Cloud Security Posture Management (CSPM) can scan a wide variety of cloud resources, giving organizations an in-depth and detailed analysis of issues such as misconfigurations and compliance violations in their cloud environment. Numerous tools offer CSPM, and some leverage feature sets that include a Cloud Workload Protection Platform(CWPP) that scans for vulnerabilities (this combination is often called a Cloud-Native Application Protection Platform (CNAPP). In the end, the more comprehensive tools provide a more in-depth analysis of threats. But compared to DSPM; CSPM and CWPP cannot identify what data is actually at risk. Additionally, it cannot recognize what security posture it should adhere to — meaning who owns the data and who has access to it.

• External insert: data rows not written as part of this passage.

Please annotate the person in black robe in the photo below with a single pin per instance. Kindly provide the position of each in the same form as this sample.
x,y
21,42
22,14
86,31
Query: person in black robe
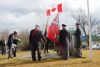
x,y
10,43
63,37
35,39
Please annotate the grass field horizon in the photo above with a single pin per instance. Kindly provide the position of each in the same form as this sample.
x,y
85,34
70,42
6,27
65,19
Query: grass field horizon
x,y
19,61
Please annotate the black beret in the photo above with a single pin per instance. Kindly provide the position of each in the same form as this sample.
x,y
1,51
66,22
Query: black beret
x,y
64,25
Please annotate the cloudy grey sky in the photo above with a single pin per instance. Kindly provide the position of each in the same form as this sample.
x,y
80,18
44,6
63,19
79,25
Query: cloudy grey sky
x,y
25,14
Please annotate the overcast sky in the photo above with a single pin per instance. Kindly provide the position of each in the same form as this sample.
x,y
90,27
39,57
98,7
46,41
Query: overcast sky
x,y
25,14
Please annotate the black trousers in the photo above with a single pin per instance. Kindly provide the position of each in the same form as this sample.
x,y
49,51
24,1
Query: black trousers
x,y
34,49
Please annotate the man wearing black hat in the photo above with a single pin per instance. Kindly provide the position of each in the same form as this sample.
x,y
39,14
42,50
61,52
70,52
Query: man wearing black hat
x,y
78,41
63,37
34,39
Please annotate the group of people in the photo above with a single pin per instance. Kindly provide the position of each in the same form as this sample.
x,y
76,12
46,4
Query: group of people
x,y
10,46
36,37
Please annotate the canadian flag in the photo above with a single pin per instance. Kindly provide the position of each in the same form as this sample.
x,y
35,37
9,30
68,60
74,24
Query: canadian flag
x,y
54,10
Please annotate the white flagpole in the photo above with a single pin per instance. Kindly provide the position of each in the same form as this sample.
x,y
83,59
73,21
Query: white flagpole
x,y
90,42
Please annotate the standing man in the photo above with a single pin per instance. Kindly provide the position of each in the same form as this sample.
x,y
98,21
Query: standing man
x,y
10,43
63,37
34,39
78,41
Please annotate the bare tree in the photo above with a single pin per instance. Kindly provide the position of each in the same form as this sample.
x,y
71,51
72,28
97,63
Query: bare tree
x,y
81,17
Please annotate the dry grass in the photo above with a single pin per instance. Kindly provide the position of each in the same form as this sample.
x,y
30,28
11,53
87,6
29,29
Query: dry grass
x,y
72,62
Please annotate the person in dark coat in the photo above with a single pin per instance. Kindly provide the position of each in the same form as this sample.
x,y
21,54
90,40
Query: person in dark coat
x,y
10,42
3,46
63,37
78,41
35,39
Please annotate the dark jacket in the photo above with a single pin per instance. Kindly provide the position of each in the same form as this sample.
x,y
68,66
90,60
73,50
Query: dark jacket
x,y
77,37
10,40
36,37
62,37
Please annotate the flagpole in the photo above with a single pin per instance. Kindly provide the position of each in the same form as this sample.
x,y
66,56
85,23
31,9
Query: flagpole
x,y
65,12
90,42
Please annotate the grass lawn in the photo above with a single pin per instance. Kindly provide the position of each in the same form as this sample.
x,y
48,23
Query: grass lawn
x,y
19,61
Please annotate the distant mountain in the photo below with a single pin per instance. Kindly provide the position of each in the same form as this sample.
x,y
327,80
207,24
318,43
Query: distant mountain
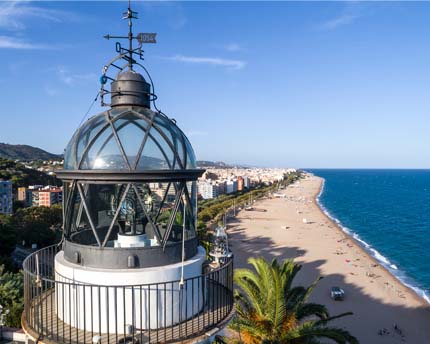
x,y
22,176
25,153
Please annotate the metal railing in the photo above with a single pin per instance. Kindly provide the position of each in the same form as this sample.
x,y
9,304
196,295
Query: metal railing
x,y
59,310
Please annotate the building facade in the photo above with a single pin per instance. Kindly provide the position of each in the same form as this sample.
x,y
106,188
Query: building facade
x,y
6,198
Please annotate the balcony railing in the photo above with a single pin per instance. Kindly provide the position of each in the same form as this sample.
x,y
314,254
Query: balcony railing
x,y
58,310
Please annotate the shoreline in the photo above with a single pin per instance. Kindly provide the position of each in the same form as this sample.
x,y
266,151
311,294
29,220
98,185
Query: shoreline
x,y
362,245
377,298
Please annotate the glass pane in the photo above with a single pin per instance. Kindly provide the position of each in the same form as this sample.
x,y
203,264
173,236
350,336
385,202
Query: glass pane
x,y
191,158
131,132
175,137
70,155
87,132
153,157
104,153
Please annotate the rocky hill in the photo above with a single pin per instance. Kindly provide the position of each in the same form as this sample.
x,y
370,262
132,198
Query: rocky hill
x,y
25,153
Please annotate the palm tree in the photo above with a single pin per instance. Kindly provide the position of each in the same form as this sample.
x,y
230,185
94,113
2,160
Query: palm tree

DSPM focuses squarely on the data layer, from identifying sensitive data to monitoring and identifying risk to business-critical data such as inappropriate entitlements or access. Modern DSPM tools can identify risks and remediate those issues by fixing permissions and entitlements.
While CSPM focuses on infrastructure-level issues that can place networks and infrastructure at risk, DSPM focuses on data layer risk that can cause a data breach or loss.
So, the most significant difference between the two types of posture management comes down to context. Instead of being data agnostic like CSPM, DSPM operates on the assumption that not all data is equal nor should it require a similar security posture. Not only does DSPM offer data discovery and classification, it also manages what security posture should be maintained.
Today, some CNAPP/CSPM/CWPP solutions have added some very limited DSPM capabilities focused on classifying data-at-rest in active cloud storage such as S3 buckets in AWS or Blobs in Microsoft Azure. Even the cloud providers themselves offer only limited visibility within their own platforms.  Don’t settle for a DSPM solution that can’t detect, classify, analyze security context, and remediate risks to your data everywhere in your cloud and Kubernetes environments.

Microsec.AI and DSPM

Microsec.AI began as a DSPM solution for cloud and Kubernetes before these capabilities even had a special name (back then we called it cloud DLP). We founded Microsec because it was obvious to us that CSPM and CWPP were fatally flawed as solutions. They have no idea what and where sensitive data is in a cloud environment and certainly no way to provide security context or remediation for data risk. Today Microsec.AI includes the ability to detect and classify data in buckets, blobs, file, queue, standard, nearline, coldline, databases, persistent volumes, attached volumes, and in east/west traffic within a cloud application. And our DSPM/CNAPP solution uses the security context with that data knowledge to automatically remediate risks to sensitive data such as exposures, abnormal access, or data flow to risky workloads.